Bu Gu'yu kazara elde etmişti. Bir keresinde birkaç kabilenin kurduğu bir pazarda bu palayı görmüş ve güzel olduğunu düşünerek ilgisini çektiği için satın almıştı.

Ama düşünsenize, onunla oynarken bu paladaki sırrı bulmuş.

Bu pala bıçağının üzerinde soğuk bir ışık vardı. Bu soğuk ışık aslında gizemli bir Gu solucanıydı.

Pan Ping, sonunda bu Gu'yu rafine etmeden önce çok çaba harcadı. Bu Gu'nun adını bilmemesine rağmen, onun için birçok güçlü düşmanı infaz etmişti, son derece keskin bir saldırısı vardı.
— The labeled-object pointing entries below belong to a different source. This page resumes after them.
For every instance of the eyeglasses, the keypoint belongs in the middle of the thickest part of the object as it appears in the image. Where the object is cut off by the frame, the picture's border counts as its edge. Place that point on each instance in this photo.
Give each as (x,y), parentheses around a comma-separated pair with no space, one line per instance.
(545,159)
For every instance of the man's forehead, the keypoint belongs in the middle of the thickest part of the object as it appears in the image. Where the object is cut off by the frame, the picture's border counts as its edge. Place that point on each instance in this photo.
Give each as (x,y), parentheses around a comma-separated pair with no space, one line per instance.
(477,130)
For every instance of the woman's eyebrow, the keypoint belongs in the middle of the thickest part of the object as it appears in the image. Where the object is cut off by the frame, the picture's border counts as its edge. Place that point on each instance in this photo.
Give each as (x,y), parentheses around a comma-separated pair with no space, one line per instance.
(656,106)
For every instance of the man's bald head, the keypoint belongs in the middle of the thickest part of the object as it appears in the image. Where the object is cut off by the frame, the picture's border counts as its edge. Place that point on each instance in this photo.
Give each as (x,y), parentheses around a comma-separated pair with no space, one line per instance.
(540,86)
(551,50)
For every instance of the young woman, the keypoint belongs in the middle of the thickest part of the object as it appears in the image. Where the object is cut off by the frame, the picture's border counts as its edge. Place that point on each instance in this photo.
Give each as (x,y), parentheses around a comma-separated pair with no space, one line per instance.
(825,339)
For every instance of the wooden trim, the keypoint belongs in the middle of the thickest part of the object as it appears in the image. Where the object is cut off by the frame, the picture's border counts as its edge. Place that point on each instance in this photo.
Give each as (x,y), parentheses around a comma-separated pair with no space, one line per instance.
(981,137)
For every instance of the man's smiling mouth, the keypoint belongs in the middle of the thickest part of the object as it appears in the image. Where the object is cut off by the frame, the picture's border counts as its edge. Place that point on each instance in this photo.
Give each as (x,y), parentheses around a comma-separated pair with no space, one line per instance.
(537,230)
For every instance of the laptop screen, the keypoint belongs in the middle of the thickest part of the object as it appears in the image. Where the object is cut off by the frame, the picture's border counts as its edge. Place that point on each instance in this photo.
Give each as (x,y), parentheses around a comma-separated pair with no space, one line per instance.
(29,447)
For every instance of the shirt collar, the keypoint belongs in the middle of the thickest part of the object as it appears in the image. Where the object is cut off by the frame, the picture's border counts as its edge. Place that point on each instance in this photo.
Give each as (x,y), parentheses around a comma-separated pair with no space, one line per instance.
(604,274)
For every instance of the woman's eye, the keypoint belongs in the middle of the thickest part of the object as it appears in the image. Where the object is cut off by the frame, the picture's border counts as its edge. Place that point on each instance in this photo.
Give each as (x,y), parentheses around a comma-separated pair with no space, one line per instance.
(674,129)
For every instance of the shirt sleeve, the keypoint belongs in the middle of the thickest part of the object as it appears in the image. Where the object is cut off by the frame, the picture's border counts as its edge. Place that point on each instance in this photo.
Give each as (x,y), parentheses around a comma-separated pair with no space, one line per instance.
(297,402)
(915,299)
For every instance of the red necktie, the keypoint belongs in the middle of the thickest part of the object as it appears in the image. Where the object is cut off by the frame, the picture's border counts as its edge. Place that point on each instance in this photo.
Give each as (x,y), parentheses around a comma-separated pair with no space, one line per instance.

Bu İmparatorluk Sarayı yarışması için büyük beklentileri vardı.

Başlangıçta, Hei kabilesi ve Dong Fang ordusunun ilk savaşı sırasında, ilk savaşan olmayı talep etmişti. O zamanlar, bu Gu'yu güçlü bir düşmanı öldürmek için kullanmayı ve hemen ün kazanmayı planlıyordu.

Ancak Tang Miao Ming'in Kurt Kral Chang Shan Yin'i çağırıp ona meydan okuması planlarına engel oldu.

Daha da kötüsü, Fang Yuan normlara uymadı, doğrudan saldırdı ve meydan okumayı atlayarak doğrudan iki taraf arasında savaşa neden oldu.

Pan Ping'in aradığı şans bu şekilde yok oldu. Daha sonra savaşlar olsa da, Pan Ping'in umduğu ortam bu değildi.

"Ama bugünkü savaş büyük bir şanstı, Tang kabilesi lideri Tang You, oturmuş bir karakter. Bu savaştan sonra statüm yükselecek ve Hei kabilesinin bir numaralı generali olacağım. Ne de olsa Su İblisi Hao Ji Liu daha büyük bir üne sahipti ama henüz Rüzgâr İblisi'ni alt etmemişti. Kurt Kral Chang Shan Yin'e gelince, o bir köleleştirme yolu Gu Ustası, onunla rekabet etmenin bir anlamı yok..."

Pan Ping etrafına bakındı, herkesin ona bakışının değiştiğini hissetti, kalbindeki mutluluk yeniden yükseldi.

"Bu, en iyi köpek 1'in hissi. Hehe, bir gün ben, Pan Ping, adımın tüm Kuzey Ovası'nda yankılanmasını sağlayacağım!" İçinden bağırdı.